In this work, we focused on anhydrous conditions for the gas separation study, as dry gases are commonly used in gas separation tests. Consequently, the effects of moisture or air vapors were not explicitly considered. However, we acknowledge the importance of considering these factors, as seen, e.g., on water on the adsorption and diffusion processes through graphene [39]. Future advances in the present work should thus consider the influence of moisture, vapors, and various impurities on the performance of grazyne-based membranes, providing a more comprehensive understanding of their behavior under more realistic conditions.

4. Conclusions

The present DFT and MD calculations analyzing N₂ and O₂ permeation through nano-engineered grazyne membranes in a holistic fashion, considering thermodynamic, kinetic, and dynamic aspects yield consistent results, indicating the potential use of grazynes to separate N₂ and O₂ from air.

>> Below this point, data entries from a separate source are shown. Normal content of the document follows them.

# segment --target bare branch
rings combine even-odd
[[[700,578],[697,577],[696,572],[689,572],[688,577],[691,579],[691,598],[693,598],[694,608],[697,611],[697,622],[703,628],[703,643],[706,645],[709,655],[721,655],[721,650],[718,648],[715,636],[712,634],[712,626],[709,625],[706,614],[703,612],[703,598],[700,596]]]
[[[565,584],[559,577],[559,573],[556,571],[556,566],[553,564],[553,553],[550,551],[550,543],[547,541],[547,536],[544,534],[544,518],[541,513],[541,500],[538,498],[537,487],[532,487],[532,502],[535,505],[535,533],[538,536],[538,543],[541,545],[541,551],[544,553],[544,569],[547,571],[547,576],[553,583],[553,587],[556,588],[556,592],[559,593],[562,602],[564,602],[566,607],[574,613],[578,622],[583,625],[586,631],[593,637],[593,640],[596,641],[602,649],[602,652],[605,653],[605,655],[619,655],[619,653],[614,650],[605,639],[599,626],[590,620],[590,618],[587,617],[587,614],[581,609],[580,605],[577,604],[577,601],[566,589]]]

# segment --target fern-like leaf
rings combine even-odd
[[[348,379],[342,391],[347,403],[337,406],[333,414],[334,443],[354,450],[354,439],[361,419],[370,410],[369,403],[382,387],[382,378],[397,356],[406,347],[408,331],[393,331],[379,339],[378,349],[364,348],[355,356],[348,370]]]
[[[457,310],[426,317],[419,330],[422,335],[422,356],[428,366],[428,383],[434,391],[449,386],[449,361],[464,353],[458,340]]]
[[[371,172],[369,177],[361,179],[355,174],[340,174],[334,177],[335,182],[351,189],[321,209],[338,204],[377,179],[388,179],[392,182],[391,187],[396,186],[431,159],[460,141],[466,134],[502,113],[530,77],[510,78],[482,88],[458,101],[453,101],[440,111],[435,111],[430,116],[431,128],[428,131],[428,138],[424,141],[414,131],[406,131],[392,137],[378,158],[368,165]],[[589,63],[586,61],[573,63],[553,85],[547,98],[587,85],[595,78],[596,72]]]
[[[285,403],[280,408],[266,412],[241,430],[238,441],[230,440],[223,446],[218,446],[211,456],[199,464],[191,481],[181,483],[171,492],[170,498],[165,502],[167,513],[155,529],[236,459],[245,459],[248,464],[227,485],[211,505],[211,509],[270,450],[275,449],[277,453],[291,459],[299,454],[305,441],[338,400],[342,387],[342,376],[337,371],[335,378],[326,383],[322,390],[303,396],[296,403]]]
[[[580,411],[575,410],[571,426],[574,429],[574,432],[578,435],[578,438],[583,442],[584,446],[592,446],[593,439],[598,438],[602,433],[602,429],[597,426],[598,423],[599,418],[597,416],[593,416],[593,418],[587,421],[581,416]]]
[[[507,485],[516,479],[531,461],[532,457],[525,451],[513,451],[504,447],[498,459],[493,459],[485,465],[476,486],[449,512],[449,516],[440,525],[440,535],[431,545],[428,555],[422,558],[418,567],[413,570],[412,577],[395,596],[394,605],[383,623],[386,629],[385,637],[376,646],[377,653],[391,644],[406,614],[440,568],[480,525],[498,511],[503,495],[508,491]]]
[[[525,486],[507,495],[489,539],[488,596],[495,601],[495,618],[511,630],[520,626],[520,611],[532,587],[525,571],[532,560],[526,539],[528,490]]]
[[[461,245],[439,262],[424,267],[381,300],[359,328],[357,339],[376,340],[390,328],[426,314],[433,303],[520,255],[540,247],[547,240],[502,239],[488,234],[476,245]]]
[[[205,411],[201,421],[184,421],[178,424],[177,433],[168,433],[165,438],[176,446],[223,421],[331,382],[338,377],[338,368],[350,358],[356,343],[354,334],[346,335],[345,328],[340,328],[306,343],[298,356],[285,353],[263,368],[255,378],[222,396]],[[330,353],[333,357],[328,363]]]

DFT calculations show the physisorption of both molecules on the grazyne membrane models, preventing the pore obstruction by chemical adsorption, further confirmed by KPD under working temperature and pressure conditions. Additionally, the DFT calculations suggest that the two types of molecules could permeate the membrane in two different orientations: perpendicular and parallel. In this sense, O₂ exhibited a significantly higher diffusion capacity compared to N₂, attributed to its smaller diffusion barriers. This trend is reflected in the diffusion rates where O₂ obtained systematically higher rates than N₂ but with both rates higher than 1 s⁻¹. Despite the significant differences in the values, working at low temperatures would be preferable to enhance selectivity towards O₂. Finally, the electrostatic potential maps indicate that the diffusion of N₂ and O₂ through the grazyne membranes is primarily influenced by the pore size and the size of the molecule rather than by electrostatic interactions between grazyne and molecules’ electron densities.

MD simulations with equimolar mixtures of O₂:N₂ clearly indicate a selectivity towards O₂ in both grazynes. To be precise, approximately twice as many O₂ molecules were filtered in [1],[2]{2}-grazyne whereas in the [1],[2]{(0,0),2}-grazyne, the difference is even more pronounced, with O₂ representing up to ca. 95% of the filtered gas, implying an increase of ca. 45%. These data align perfectly with the selectivity obtained through DFT calculations, where a selectivity towards O₂ close to 2 at 300 K was observed. The simulations also show promising results in the case of dry air. Here, the trend observed for the O₂/N₂ mixture was confirmed, with O₂ being enriched in the permeate gas for both grazynes. Particularly noteworthy is the result for the [1],[2]{(0,0),2}-grazyne, where oxygen increases its presence by 26%, nearly constituting half of the filtered gas (i.e., 47%), despite only constituting 21% of the initial gas. On the other hand, [1],[2]{2}-grazyne allows a greater number of molecules to diffuse across the membrane, indicating its less restrictive nature. However, despite this difference, the gas filtered through [1],[2]{2} is less enriched in O₂, representing only 37%. Nonetheless, the objective of obtaining enriched oxygen mixtures remains achievable.

All in all, the present study, which explores the energetics, kinetics, and dynamics of O₂ separation from N₂ using engineered grazyne membranes, paves the way for their application. However, the results underscore that it is essential to control the operating conditions to maximize the separation efficiency. Further research may be necessary to understand the separation behavior and consider the possible impact of other species present in untreated O₂/N₂ streams.